The NEURAL path is where iladub differs most sharply from an LLM-in-a-loop pipeline. A model's confidence never asserts anything. The model proposes a candidate; a semantic oracle — a formal check, not a threshold — accepts or rejects it.

flowchart LR
  Q["Perceptual question<br/>(e.g. what dimension is<br/>this nameless pivot?)"] -->|model proposes| P["Candidate<br/>+ confidence + provenance"]
  P --> O{"Semantic oracle<br/>round-trip CONSTRUCT ·<br/>tiling SHACL"}
  O -->|reproduces / conforms| A["Asserted<br/>(grounded, contract-bound)"]
  O -.->|residue / violation| R["Proposition<br/>escalated, never faked"]
Confidence proposes; the oracle decides. What reproduces the source or conforms to the contract is asserted; what does not becomes a proposition — quarantined and escalated, never guessed into the graph.

The oracle is the anti-overfit gate: a recovered reading that does not reproduce the document is residue, never an assertion. Credibility over completeness.
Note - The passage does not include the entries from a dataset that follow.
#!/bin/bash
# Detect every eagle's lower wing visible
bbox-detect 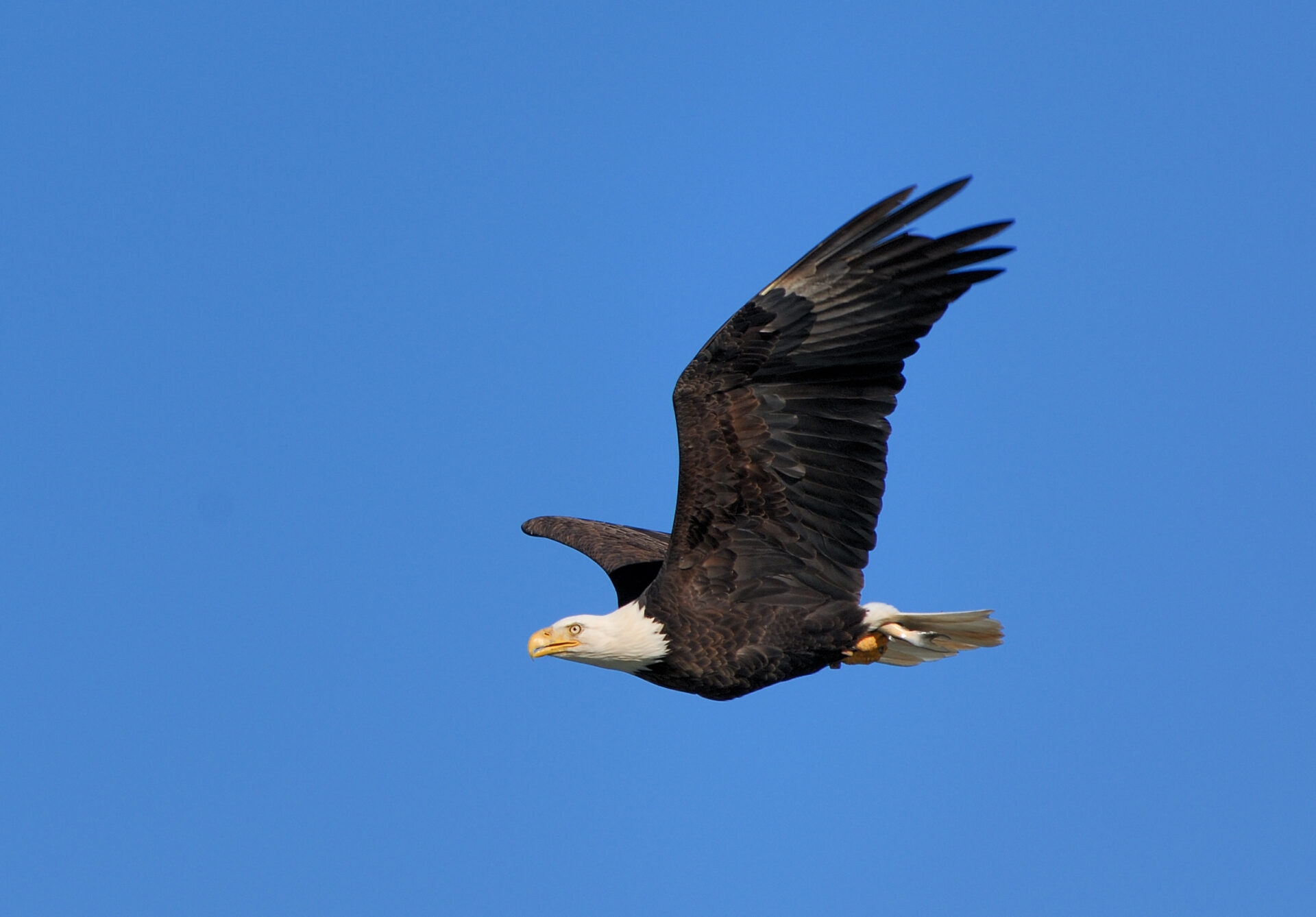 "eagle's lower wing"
[659,179,1011,605]
[521,516,667,607]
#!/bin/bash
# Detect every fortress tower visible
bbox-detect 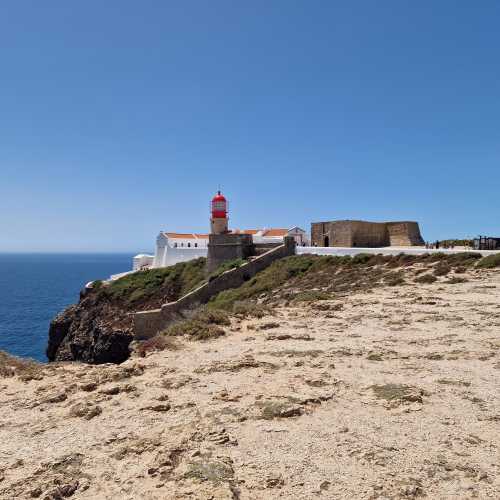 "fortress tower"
[210,191,229,234]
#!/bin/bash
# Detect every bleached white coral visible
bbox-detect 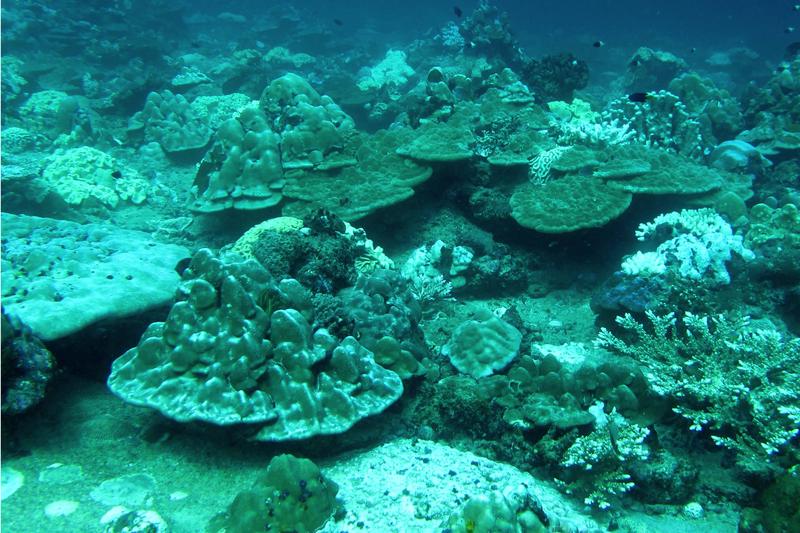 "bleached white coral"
[622,252,667,277]
[528,146,568,183]
[554,119,636,146]
[629,209,754,285]
[357,50,414,97]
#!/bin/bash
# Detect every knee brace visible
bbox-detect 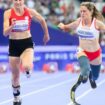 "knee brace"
[78,56,91,77]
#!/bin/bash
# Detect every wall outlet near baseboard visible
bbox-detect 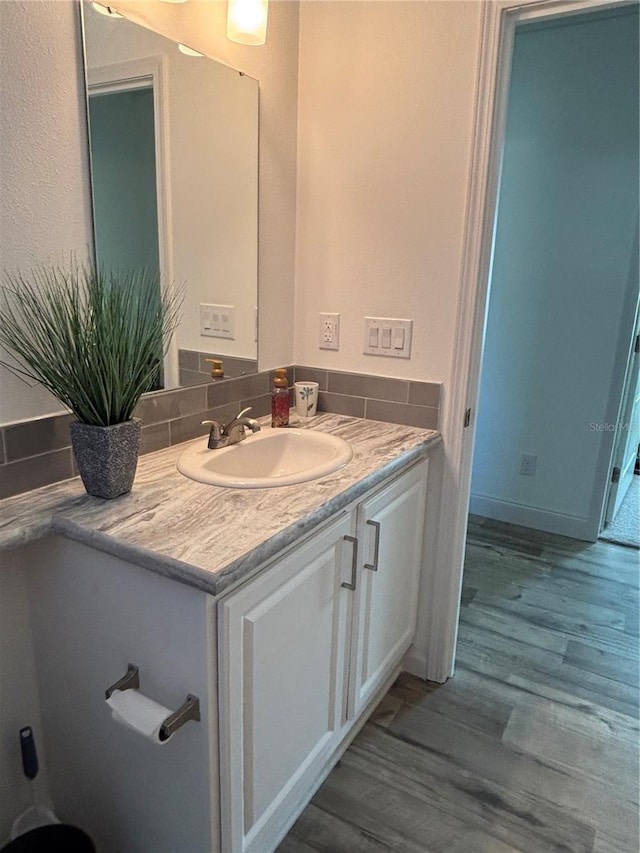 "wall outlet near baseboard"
[520,453,538,477]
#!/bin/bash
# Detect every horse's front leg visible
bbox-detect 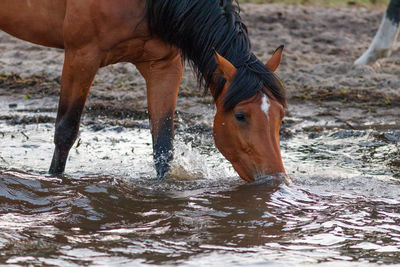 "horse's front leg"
[49,46,100,175]
[137,54,183,178]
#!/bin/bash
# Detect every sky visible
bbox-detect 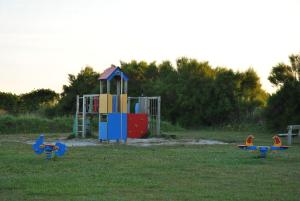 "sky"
[0,0,300,94]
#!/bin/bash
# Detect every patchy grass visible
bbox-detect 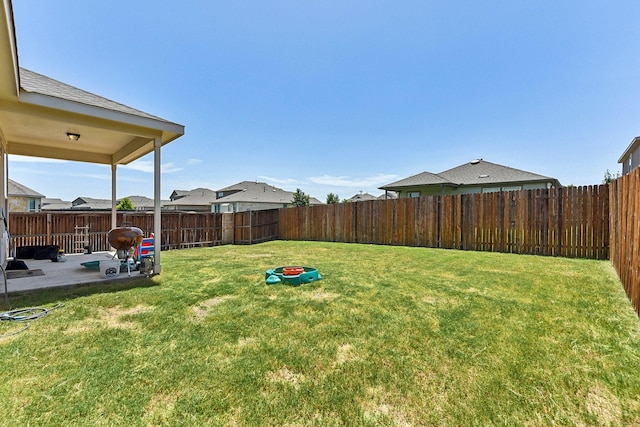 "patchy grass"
[0,242,640,426]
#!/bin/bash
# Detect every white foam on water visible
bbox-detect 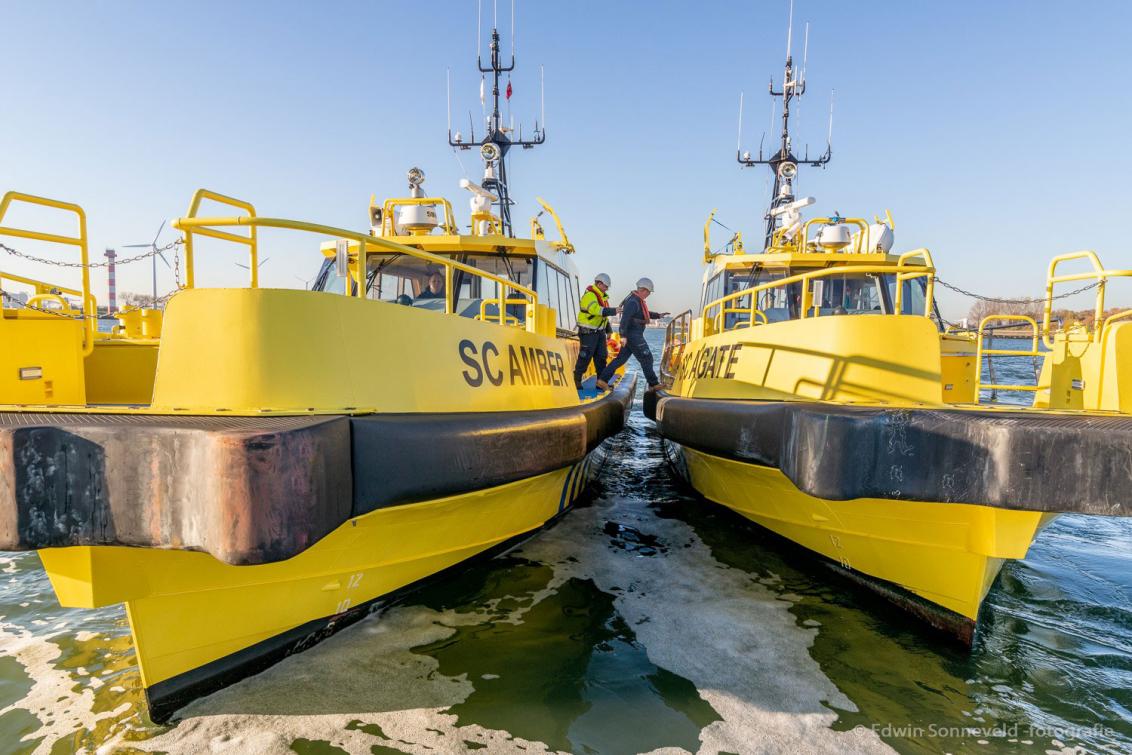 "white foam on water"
[522,499,892,753]
[0,624,130,755]
[117,591,566,755]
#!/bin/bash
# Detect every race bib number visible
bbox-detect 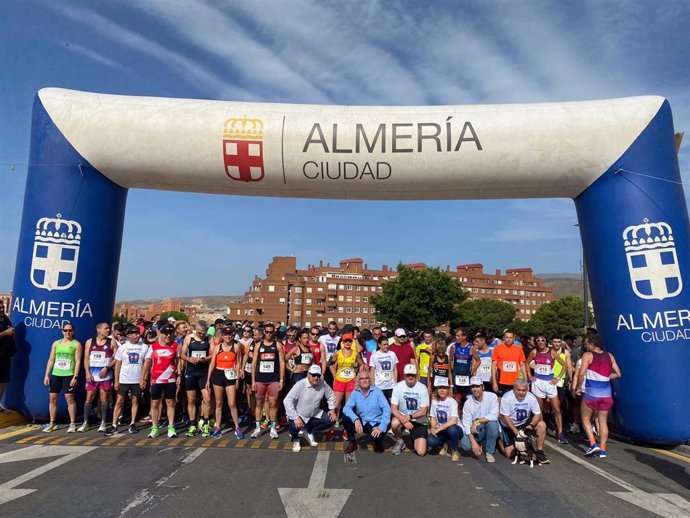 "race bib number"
[55,358,72,371]
[89,351,108,367]
[503,362,517,372]
[455,375,470,387]
[535,363,551,376]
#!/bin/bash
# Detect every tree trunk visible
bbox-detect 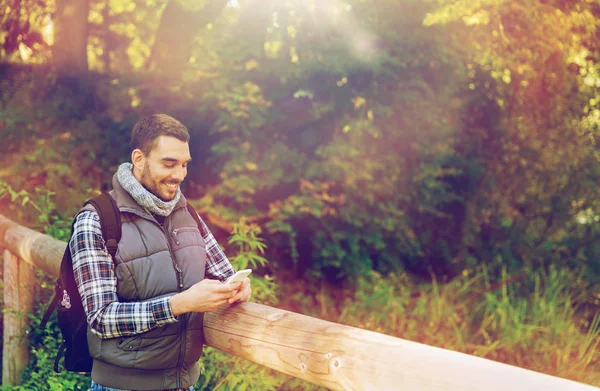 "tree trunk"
[147,0,227,78]
[52,0,89,76]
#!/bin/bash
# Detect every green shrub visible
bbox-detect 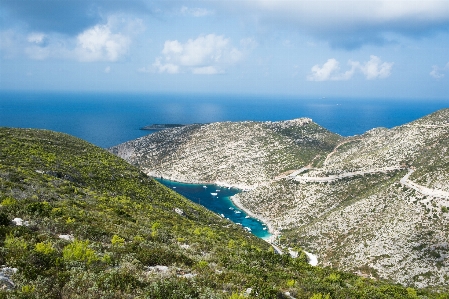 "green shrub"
[62,240,98,265]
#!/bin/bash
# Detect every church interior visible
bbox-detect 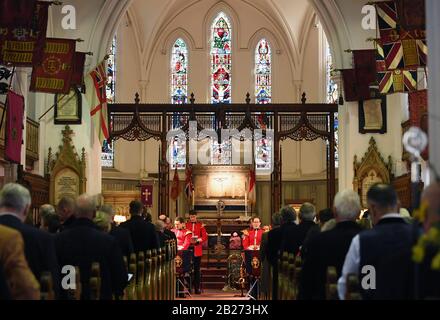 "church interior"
[0,0,440,301]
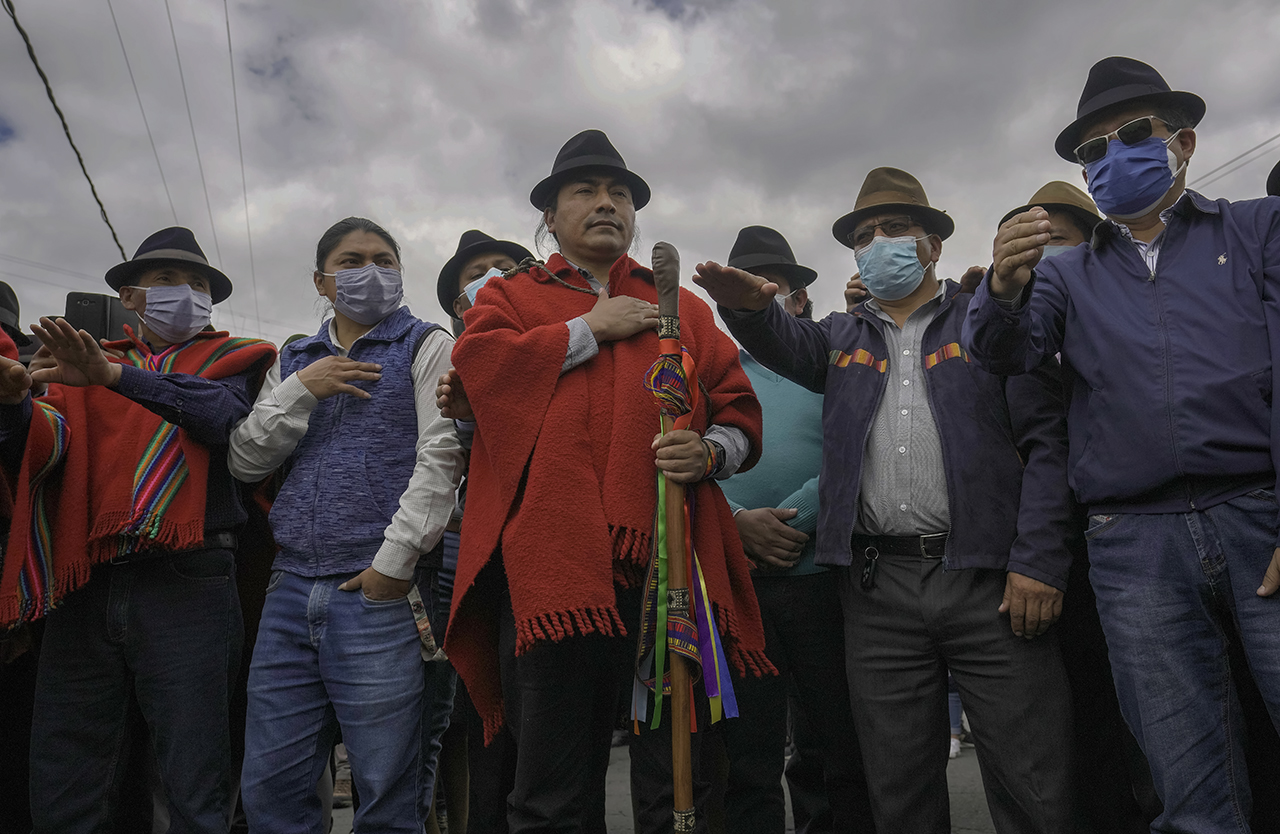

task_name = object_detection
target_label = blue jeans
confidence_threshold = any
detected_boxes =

The transform as a declarative artifact

The clearest realization is the reshape substrate (shipped 2026-07-15). A tabular report is an authored transform of a flat base — someone pivoted a dimension into the header, added subtotals, applied cosmetics. iladub recovers the inverse recipe as data (a tab:ReshapeRecipe in RDF) and then executes it as fixed SPARQL CONSTRUCTs that read their parameters from that RDF recipe — in both directions:

  • Inverse (grid → base): a CONSTRUCT melts the pivoted header back into a flat base of observations. The base is a derived hproj:Projection — a query result, never a stored relational table.
  • Forward (base → grid): CONSTRUCTs + SPARQL 1.1 aggregates re-pivot and re-derive the subtotals, regenerating the original grid.

The recipe is certified only if replaying it forward reproduces the original cells exactly — a round-trip oracle. The executor is a standard SPARQL engine, not a bespoke Python interpreter kept in lockstep by hand; there is no tuned tolerance anywhere in the transform. The recipe stops being declarative-looking data and becomes an actually-executable declarative artifact — and one that travels: it is portable to any SPARQL engine, and upstream to a holon substrate's CONSTRUCT-at-boundary pattern.

Governance, not aspiration

The gate is checkable. A dedicated test asserts that no tuned constant lives in the transform queries or their executor — the only numeric tolerance in the substrate is the exact-equality check in the oracle, which is decidable arithmetic and declared irreducible. "Formal semantic code prevails over Python" is thus a property the build enforces, not a slogan.

Why it matters

  • Portability — declarative transforms are standard SPARQL/SHACL; they run anywhere, with no bespoke runtime to reproduce.
  • Auditability — the rule is the explanation and the oracle is the test. A decision is accountable because it was made by a named rule or a disposed proposal, not an opaque heuristic.
  • Honesty — a semantic gap is filled by named vocabulary or escalated, never papered over by a constant tuned to the document in front of us.

This is the same discipline as assert-vs-propose, applied one level down: to the code that reads the document, not just the facts it emits.